Dirichlet distribution is a conjugate prior of the multinomial distribution. Each sample from Dirichlet distribution $\Mr{Dir}(\alpha_1, \dots, \alpha_K)$ is a $K$-dimensional vector $\pi = (\pi_1, \dots, \pi_K)$ such that $\sum_i \pi_i = 1$.
Properties
Let $\alpha = (\alpha_1, \dots, \alpha_K)$.
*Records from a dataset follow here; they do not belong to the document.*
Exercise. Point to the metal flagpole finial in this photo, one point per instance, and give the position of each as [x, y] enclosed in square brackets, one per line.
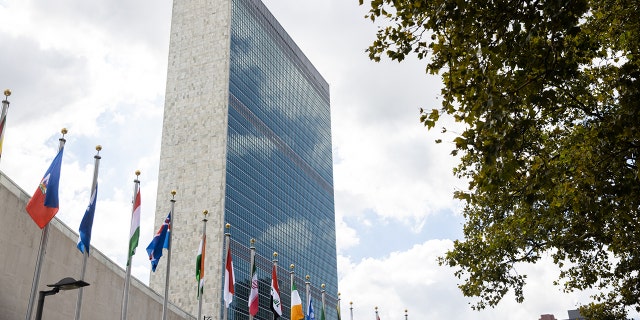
[98, 149]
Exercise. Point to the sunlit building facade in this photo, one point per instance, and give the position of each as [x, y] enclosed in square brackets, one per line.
[246, 136]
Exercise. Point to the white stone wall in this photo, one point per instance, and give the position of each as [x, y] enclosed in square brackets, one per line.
[101, 300]
[193, 153]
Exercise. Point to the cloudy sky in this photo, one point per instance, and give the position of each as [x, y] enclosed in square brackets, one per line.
[98, 68]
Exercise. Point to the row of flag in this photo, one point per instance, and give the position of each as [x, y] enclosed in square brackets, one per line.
[275, 303]
[44, 205]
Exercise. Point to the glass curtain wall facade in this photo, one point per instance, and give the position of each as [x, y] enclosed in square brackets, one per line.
[279, 176]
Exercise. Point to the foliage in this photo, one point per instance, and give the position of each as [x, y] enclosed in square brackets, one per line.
[548, 92]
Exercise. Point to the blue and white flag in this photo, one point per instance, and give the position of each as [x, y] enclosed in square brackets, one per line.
[84, 240]
[160, 241]
[310, 315]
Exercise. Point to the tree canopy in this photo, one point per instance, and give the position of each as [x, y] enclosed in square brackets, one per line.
[548, 92]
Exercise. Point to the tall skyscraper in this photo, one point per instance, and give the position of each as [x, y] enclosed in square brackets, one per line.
[247, 136]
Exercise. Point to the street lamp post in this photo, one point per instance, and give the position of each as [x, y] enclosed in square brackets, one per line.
[64, 284]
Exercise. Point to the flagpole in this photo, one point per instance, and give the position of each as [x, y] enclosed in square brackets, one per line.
[227, 239]
[292, 276]
[166, 279]
[252, 260]
[127, 278]
[204, 237]
[3, 116]
[275, 266]
[338, 307]
[85, 254]
[43, 247]
[307, 285]
[323, 311]
[351, 308]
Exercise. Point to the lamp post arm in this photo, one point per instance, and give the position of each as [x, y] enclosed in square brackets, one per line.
[41, 296]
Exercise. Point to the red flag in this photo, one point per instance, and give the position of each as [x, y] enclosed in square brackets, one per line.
[276, 307]
[43, 206]
[229, 280]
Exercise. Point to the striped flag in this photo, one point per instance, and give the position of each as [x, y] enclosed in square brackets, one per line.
[276, 307]
[296, 304]
[200, 264]
[134, 232]
[253, 296]
[229, 280]
[43, 205]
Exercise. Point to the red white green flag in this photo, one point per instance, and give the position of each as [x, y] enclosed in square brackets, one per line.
[253, 295]
[134, 232]
[200, 264]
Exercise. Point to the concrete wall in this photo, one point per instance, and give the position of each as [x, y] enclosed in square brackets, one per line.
[102, 299]
[194, 139]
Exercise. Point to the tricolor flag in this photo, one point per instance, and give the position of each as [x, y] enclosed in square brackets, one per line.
[276, 307]
[310, 314]
[134, 232]
[229, 280]
[43, 206]
[253, 295]
[159, 241]
[200, 264]
[84, 240]
[296, 304]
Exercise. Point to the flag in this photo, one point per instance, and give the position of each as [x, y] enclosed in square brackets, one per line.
[200, 264]
[2, 123]
[310, 314]
[134, 232]
[296, 304]
[84, 240]
[229, 280]
[253, 295]
[275, 294]
[159, 241]
[43, 206]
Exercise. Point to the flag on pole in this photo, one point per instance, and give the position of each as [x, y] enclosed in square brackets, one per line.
[84, 240]
[275, 294]
[296, 304]
[253, 295]
[310, 314]
[43, 206]
[200, 264]
[2, 123]
[159, 241]
[134, 232]
[229, 280]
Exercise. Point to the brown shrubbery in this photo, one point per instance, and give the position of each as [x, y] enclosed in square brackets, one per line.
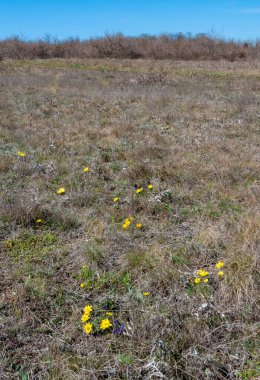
[178, 47]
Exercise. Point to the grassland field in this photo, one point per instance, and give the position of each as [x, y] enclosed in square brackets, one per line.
[131, 187]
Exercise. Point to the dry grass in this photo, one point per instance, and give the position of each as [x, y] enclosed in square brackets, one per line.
[190, 129]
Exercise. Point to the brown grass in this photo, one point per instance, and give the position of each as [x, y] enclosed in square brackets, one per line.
[189, 128]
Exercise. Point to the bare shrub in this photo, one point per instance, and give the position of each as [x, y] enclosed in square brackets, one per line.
[165, 46]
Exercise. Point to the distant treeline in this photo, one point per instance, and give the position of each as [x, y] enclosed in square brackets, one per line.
[166, 46]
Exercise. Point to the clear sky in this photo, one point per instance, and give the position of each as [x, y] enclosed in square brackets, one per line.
[29, 19]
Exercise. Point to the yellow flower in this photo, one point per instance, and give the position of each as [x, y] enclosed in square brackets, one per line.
[126, 224]
[85, 317]
[105, 324]
[61, 191]
[88, 328]
[87, 309]
[219, 264]
[21, 154]
[202, 273]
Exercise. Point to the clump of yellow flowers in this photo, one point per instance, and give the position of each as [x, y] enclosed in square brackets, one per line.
[61, 191]
[105, 324]
[88, 327]
[21, 154]
[127, 222]
[201, 273]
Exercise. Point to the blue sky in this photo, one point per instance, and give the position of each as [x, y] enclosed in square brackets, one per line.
[237, 19]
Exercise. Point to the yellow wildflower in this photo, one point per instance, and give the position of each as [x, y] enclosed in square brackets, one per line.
[61, 191]
[87, 309]
[85, 317]
[21, 154]
[126, 224]
[105, 324]
[202, 273]
[88, 328]
[219, 264]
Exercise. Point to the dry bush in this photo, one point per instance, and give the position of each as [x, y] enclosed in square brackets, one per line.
[177, 47]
If $\pi \sim \Mr{Dir}(\alpha_1, \dots, \alpha_k)$, then $$\prob{\pi\mid\alpha} = \frac{\Gamma(\sum a_j)}{\prod \Gamma(\alpha_j)} \prod_{j=1}^K \pi_j^{\alpha_j - 1} \propto \prod_{j=1}^K \pi_j^{\alpha_j - 1}$$
$\exx{\alpha}{\pi_j} = \alpha_j / (\alpha_1 + \dots + \alpha_K)$
(Agglomeration) If $(\pi_1, \dots, \pi_K) \sim \Mr{Dir}(\alpha_1, \dots, \alpha_K)$, then $$(\pi_1 + \pi_2, \pi_3, \dots, \pi_K) \sim \Mr{Dir}(\alpha_1 + \alpha_2, \alpha_3, \dots, \alpha_K)$$
Dirichlet distribution is a conjugate prior of the multinomial distribution. This can be shown by calculating the posterior $$\begin{aligned} \prob{\pi\midd\set{x^{(1)}, \dots, x^{(L)}}, \alpha} &\propto \prob{\pi\mid\alpha}\prob{\set{x^{(1)}, \dots, x^{(L)}}\midd\pi} \\ &\propto \prod_j \pi_j^{\alpha_j - 1} \cdot \prod_j \pi_j^{C_j} \end{aligned}$$ where $C_j$ is the number of times we see $j$ among the $x\i$'s. Therefore, $$\pi\mid\set{x^{(1)}, \dots, x^{(L)}} \sim \Mr{Dir}(\alpha_1 + C_1, \dots, \alpha_K + C_K)$$
Intuitions
Visualization of Dirichlet distribution (lighter = higher density):
Note that $\Mr{Dir}(1,1,1)$ is the uniform distribution. We often use $\alpha < 1$ since the distribution will prefer equal-sized clusters.